In his New York Times obituary for Enwezor, art critic Jason Farago called him the “curator who remapped the art world” for his ability to challenge the status quo and give exposure to previously unheard voices — something SB15 celebrates and further examines.
“Okwui’s legacy of advocating for postcolonial perspectives — through his curation, writing and larger body of work — is arguably unparalleled,” Al-Qasimi said. “He is widely known as the most visible, influential, and respected curator to bring these perspectives into the broader global dialogue. His vision may be more relevant today than ever, as current social movements have caused renewed interest in embracing postcolonial perspectives and histories. Okwui was a key initiator of this — and put the foundations in place for all of us to carry forward this crucial discourse.”
Amar Kanwar, The Peacock’s Graveyard, 2023. (Supplied)
Enwezo understood the influence of the Sharjah Art Foundation and Biennial “within the larger project of advancing a postcolonial arts ecosystem and worldview,” Al-Qasimi said.
“In 2005, he first introduced to us to the phrase ‘Thinking historically in the present,’ which eventually became this edition’s guiding principle,” she added. “He believed that the ‘dislocation of belonging’ and the ‘disjunction of time’ were feelings that the postcolonial world, across different territories, had in common.”

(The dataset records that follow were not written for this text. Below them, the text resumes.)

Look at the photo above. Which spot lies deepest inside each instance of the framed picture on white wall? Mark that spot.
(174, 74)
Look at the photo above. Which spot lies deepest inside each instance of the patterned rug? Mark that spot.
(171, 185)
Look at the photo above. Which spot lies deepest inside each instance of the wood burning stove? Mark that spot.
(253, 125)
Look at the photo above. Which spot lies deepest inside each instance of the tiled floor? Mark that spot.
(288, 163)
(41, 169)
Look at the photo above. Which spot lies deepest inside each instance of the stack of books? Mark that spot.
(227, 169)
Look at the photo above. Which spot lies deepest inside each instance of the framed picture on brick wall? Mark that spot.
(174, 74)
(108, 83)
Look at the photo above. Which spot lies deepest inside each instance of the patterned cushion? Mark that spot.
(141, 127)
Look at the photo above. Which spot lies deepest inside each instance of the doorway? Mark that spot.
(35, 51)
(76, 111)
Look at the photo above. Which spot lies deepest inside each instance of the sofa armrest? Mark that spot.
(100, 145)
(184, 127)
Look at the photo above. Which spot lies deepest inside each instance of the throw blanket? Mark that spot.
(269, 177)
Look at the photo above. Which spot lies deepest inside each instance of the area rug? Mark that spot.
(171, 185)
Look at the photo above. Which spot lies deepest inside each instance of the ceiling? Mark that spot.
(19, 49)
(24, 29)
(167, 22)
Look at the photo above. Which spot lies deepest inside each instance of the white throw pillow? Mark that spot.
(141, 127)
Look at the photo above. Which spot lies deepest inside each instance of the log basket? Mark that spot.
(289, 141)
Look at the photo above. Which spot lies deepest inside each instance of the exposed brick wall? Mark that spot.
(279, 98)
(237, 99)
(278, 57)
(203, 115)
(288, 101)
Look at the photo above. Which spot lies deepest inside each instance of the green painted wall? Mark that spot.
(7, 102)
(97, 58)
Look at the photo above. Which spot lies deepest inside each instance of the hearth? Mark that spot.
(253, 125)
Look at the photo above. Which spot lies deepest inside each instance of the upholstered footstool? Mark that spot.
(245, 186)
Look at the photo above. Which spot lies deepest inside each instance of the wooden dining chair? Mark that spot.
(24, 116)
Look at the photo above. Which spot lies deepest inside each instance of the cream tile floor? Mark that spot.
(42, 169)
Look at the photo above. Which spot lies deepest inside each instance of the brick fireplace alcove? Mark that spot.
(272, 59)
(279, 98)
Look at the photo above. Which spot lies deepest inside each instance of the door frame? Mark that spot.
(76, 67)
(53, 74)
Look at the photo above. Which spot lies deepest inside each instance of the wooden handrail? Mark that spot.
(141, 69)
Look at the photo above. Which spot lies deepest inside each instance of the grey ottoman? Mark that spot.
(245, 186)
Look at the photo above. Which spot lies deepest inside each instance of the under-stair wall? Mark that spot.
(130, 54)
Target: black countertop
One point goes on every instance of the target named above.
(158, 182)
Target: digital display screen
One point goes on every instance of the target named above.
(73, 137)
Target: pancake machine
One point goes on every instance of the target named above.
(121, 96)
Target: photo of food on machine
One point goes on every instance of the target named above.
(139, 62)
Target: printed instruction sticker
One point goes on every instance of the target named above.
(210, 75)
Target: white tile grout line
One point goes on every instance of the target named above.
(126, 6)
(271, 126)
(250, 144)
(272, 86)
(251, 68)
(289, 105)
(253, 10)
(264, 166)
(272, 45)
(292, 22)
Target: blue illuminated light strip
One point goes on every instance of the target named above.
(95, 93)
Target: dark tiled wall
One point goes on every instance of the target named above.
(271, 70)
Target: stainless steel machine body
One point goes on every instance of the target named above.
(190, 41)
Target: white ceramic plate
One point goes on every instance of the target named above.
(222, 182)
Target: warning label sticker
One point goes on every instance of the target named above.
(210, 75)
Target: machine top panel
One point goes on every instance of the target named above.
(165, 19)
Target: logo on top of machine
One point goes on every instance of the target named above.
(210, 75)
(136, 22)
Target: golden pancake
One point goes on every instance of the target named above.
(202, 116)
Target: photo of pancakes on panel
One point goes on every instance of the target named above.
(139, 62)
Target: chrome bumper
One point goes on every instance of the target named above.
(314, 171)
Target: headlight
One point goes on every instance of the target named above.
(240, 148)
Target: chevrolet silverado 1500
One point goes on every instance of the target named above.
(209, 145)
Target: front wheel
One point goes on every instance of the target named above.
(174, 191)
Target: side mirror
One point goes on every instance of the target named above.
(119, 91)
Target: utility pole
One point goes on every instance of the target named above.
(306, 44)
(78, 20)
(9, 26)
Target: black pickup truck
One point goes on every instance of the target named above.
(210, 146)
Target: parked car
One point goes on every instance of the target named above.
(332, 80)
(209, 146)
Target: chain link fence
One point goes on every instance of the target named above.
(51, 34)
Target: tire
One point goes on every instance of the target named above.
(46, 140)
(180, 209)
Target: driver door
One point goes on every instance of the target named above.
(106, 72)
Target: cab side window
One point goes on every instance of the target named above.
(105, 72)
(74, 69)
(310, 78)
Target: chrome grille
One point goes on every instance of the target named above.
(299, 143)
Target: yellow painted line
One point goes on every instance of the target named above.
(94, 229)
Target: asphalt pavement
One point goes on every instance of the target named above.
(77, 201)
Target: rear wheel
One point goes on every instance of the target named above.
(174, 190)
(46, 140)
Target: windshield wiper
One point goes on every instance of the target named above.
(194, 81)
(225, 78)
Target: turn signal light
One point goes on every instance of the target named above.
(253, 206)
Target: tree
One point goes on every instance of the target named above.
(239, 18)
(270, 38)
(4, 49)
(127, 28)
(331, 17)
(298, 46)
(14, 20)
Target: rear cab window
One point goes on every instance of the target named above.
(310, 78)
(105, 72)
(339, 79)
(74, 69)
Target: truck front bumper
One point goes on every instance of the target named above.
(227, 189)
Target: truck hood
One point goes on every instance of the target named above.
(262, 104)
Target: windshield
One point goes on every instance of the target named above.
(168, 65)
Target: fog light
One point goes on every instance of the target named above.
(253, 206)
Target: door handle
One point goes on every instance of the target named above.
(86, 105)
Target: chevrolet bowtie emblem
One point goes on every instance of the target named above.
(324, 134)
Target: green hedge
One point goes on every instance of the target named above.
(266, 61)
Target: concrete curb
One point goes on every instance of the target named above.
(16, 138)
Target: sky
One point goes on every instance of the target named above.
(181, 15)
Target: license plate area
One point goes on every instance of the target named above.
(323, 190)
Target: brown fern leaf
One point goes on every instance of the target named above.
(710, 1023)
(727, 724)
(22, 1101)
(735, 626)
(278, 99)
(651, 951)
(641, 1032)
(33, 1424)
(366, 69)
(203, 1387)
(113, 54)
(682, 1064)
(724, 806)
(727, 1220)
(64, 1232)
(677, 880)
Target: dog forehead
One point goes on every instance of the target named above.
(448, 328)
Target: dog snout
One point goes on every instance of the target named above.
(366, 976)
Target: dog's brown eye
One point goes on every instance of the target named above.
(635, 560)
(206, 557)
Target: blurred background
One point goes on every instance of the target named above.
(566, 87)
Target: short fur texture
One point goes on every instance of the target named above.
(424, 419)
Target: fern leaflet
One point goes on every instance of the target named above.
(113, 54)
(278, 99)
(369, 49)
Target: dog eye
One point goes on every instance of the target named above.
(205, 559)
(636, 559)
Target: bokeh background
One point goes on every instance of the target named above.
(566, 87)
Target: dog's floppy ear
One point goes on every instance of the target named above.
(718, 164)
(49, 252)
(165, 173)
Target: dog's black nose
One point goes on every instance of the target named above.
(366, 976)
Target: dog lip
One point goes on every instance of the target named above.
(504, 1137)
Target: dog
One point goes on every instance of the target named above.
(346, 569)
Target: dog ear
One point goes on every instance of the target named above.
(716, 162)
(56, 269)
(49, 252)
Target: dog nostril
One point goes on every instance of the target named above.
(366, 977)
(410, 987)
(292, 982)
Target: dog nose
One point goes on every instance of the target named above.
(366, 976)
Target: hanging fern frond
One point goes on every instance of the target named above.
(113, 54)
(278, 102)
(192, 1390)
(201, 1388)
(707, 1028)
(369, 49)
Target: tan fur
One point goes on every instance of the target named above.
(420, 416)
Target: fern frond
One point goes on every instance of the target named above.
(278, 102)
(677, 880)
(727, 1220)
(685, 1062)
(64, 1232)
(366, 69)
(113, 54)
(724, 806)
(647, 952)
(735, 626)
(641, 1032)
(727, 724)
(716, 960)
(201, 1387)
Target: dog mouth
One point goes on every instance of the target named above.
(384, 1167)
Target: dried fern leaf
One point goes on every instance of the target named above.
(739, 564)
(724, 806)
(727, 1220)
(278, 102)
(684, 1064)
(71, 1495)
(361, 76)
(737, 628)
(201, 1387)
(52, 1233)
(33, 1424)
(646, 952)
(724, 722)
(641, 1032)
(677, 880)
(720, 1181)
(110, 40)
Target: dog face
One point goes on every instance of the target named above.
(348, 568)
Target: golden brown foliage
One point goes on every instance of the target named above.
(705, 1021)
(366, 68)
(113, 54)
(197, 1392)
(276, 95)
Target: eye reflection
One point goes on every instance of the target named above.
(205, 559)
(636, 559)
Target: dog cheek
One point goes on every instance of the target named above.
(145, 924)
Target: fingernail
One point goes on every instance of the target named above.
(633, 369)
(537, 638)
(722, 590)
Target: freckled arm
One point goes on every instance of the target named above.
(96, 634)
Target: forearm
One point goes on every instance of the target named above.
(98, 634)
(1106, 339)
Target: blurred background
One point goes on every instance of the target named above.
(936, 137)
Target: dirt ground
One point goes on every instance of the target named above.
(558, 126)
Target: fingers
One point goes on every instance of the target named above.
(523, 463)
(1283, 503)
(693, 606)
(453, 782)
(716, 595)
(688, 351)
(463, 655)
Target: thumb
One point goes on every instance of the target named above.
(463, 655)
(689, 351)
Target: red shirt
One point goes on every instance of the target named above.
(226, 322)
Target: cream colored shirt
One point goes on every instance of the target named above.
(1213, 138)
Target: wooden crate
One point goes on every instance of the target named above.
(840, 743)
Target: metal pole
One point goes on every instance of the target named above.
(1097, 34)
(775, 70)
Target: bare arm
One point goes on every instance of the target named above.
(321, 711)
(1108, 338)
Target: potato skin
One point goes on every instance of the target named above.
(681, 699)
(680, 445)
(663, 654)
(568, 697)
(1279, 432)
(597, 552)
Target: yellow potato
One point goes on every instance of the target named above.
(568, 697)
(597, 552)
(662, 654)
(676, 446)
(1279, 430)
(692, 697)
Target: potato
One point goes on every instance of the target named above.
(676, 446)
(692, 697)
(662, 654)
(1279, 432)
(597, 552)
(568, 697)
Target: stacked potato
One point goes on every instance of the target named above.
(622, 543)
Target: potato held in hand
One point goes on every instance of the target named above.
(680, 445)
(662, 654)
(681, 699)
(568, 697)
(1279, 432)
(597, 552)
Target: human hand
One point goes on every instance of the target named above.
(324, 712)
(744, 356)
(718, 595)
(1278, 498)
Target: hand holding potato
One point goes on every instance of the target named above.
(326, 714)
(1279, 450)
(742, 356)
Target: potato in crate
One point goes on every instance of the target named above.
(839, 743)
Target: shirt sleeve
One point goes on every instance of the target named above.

Al-Qasimi says she asked Enwezor to curate SB15 because it would address ideas and experiences related to postcolonialism.
“We had many conversations before he passed away in which he made it clear that he wanted me build on the groundwork he’d laid out,” she adds. “Though we’ve expanded on his initial premise, it was important to me that this edition continued to be anchored in his decolonizing methodologies.”
Inuuteq Storch, Porcelain Souls, 2018. (Supplied)
As you might expect, this year’s biennial has a strong African focus, due to Enwezor’s influence and the foundation’s strong links to African art and culture.
“The foundation has a long-standing history of collaborations with pan-African networks, which was formalized in 2018 with the opening of the Africa Institute, an interdisciplinary academic research institute dedicated to the study, research and documentation of Africa and the African diaspora — the only one of its kind in West Asia, a historical nexus of African-Arab cultural exchange,” Al-Qasimi explained.
“This edition builds on these longstanding relationships, while forging new ones with some of the most urgent artistic practitioners whose work engages with various facets of Africa’s past and future in relation to global dialogue.”
The biennial features more than 300 works displayed at 19 venues across the emirate, including many new commissions. Al-Qasimi mentions works by Brook Andrew and Isaac Julien reflecting upon museum objects and their restitution, and by Destiny Deacon, Robyn Kahukiwa and Tahila Mintz asserting the significance of indigenous identities and values as highlights.
Meanwhile, in the works of Gabrielle Goliath, Amar Kanwar, Wangechi Mutu and Carrie Mae Weems, “individual histories are interwoven with collective notions of memory, grief and transformation,” she said.
“Inspired by Enwezor’s curatorial model, my own approach has involved reconsidering Sharjah’s position within global discourse, speculating on what our biennial could offer as a non-Western centre for the circulation of people and ideas, and how it could grow into a critical alternative to entrenched institutional thought,” Al-Qasimi continued. “This edition more empathically embraces Enwezor’s collaborative ethos.”